Employees of Bryan County Schools got an extra $2,000 in their paychecks Friday, just in time for spring break.
The measure by the Bryan County Board of Education was announced in a press release Thursday, and expands on Gov. Brian Kemp’s one-time payment of $2,000 for teachers approved as part of the state’s mid-term budget March 16.
Local school officials discussed making the $2,000 payment to all of its approximately 1,500 full-time employees at a recent school board work session. Substitute teachers will also get additional compensation.
“In an effort to support and show appreciation to all full-time employees, the Bryan County Board of Education members strongly feel all staff, regardless of state funding, should receive this payment,” the release said. “Also, recognizing the vital role substitutes and after school program staff members play in the organization, the board has agreed these individuals should also be compensated in some equitable manner.”
The district’s employees eligible for the bonus got them early, according to the press release. State funding for the bonus won’t be available until April 28, the release said, noting the decision to pay early, “will allow staff members the opportunity to truly relax and recuperate over the break,” which begins Monday, April 4.
The bonuses to employees not funded in the state budget will cost Bryan County Schools approximately $500,000, according to the district’s communications and marketing coordinator, Melissa Roberts.
The release quoted Dr.

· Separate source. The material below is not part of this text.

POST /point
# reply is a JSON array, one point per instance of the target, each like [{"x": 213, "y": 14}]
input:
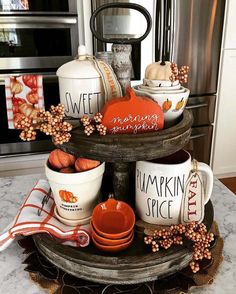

Paul Brooksher, superintendent of BCS: “The Board of Education is adamant every active employee as of March 28 receive these additional funds. Education is a tough profession and our staff have endured so much over the past three years. They have been hard-working, resilient, and flexible and the board sees this as an opportunity to let all staff know they are appreciated.”
School officials have expressed concerns they'll have difficulty recruiting and keeping not only teachers, but also bus drivers and other key personnel due to a range of factors, from burnout due to COVID-19, staff shortages and pressure from parents and community members regarding curriculum and gender identity issues.